Anotações do Caderno

José Henrique Pires licenciado em Estudos Sociais pelo ICH-UFPel, especialista em Políticas Públicas pela Universidade de Salamanca, Espanha, jornalista e radialista. (Foto: Divulgação)

Quando eu fazia um programa de rádio que entrava na madrugada, com muita frequência recebia dicas musicais de ouvintes constantes. Já saindo do vinil e usando aos poucos o hoje aposentado CD, recebia dicas de alguns amigos, como Sérgio Cabral, Bório, Schaun, e que comigo e tantos outros garimpavam algumas preciosidades que invariavelmente faziam sucesso naqueles programas em Amplitude Modulada.

Esses dias, procurando uma coisa, como é comum acontecer, achei outra: um roteiro de antigas interpretações “fora da curva”, muitas antes já gravadas por outros, mas que encontraram na voz de um cantor, de uma cantora (ou orquestra) um patamar acima dos anteriores. Daquela minha época no rádio, lá estão a Elisete Cardoso, cantando “Canção da Manhã Feliz”, com Rafael Rabelo ao violão. Ainda ela, cantando em Tokio a “Última Forma”, do Baden Powel. Rolando Boldrin cantando “Dona Divergência”, de Lupicínio. Qualquer coisa de autoria do Lupicínio na voz definitiva do Jamelão, acompanhado pelo maestro Severino Araujo e sua Orquestra Tabajara.

Até Marlene Dietrich quando gravou “Luar do Sertão”, de Catulo da Paixão Cearense, colocou seu sotaque carregado, que acabou funcionando como moldura larga naquele clássico que rodei numa madrugada.

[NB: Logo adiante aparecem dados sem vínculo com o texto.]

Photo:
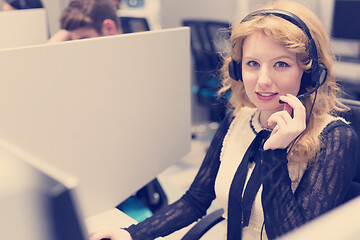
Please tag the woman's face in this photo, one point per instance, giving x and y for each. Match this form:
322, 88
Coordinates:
269, 70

Foi Cauby Peixoto quem ensinou a letra ao Anjo Azul.
Cole Porter, gravado por tantos, foi encontrar em Maysa Matarazzo uma das maiores intérpretes de “Get out the town”.

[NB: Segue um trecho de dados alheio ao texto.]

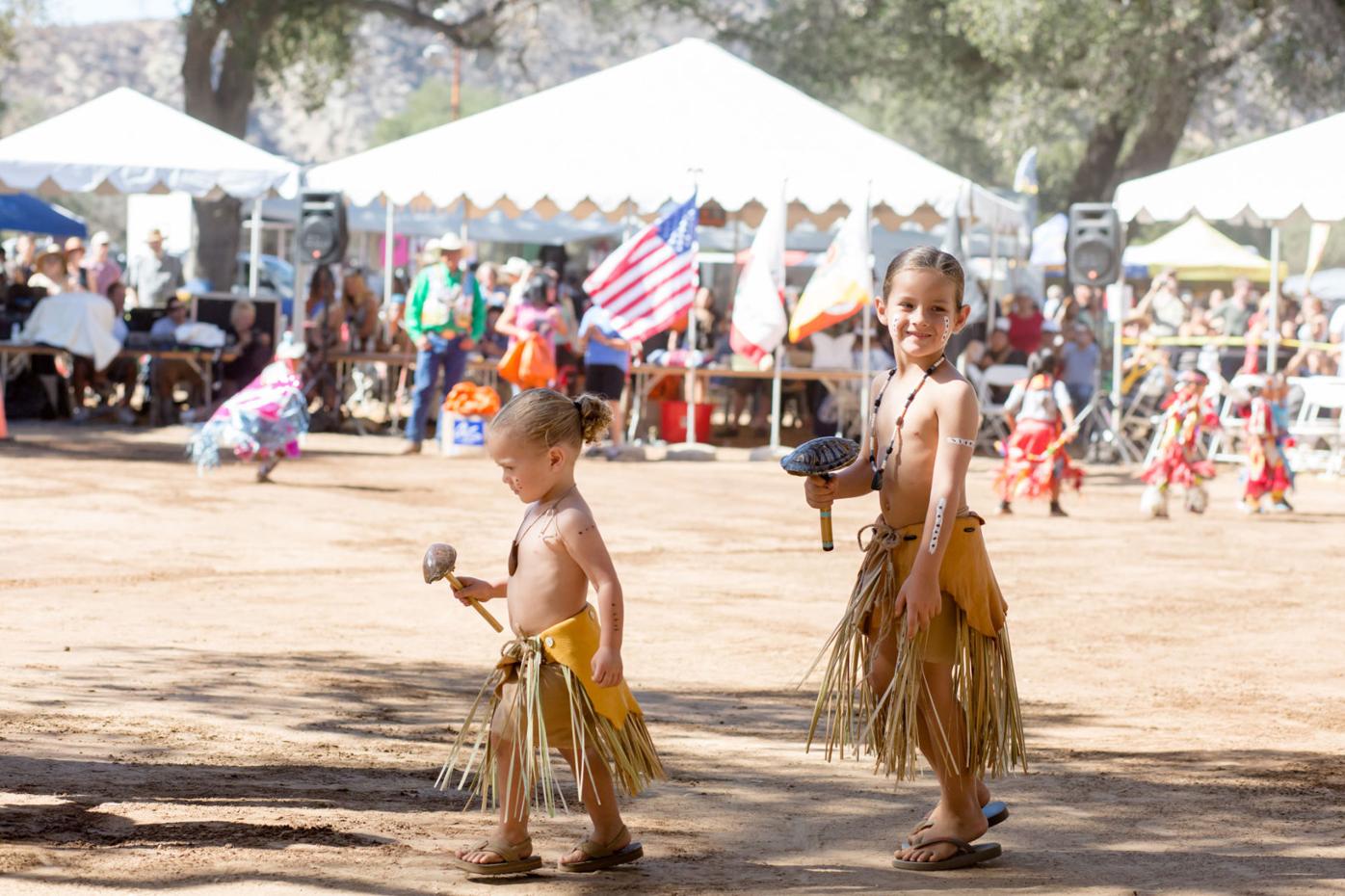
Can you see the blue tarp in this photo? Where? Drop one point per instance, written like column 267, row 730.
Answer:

E Roberto Carlos e Erasmo? Fizeram um samba – quase esquecido – chamado “Cachaça Mecânica”. Quando o maestro alemão Bert Kaemofert fez os arranjos para orquestra e resolveu gravar, fez algo tão sofisticado com a música que muitos até hoje se perguntam como não entrou na trilha sonora de algum filme. A versão mereceria disputar um Oscar, lembro de ter dito.

São inúmeros exemplos, como “Franqueza”, gravado pelo Simonal. Marília Pêra espetacular em “120,150,200 km por hora” e tantas e tantas outras que ainda reencontro nos arquivos e que estão todas no YouTube e algumas no Spotify.

Surgiram coisas novas, de lá para cá.

Estivesse no rádio atualmente, haveria de achar uma noite especial para rodar as interpretações da cantora portuguesa Raquel Tavares. Quem não a conhece, ouça na internet sua versão para “De tanto amor” e vai entender o que estou contando. Uma música bem conhecida, gravada por muitos e que ela nos faz pensar ter sido escrita para ela, graças a sua versão que é uma verdadeira obra de arte.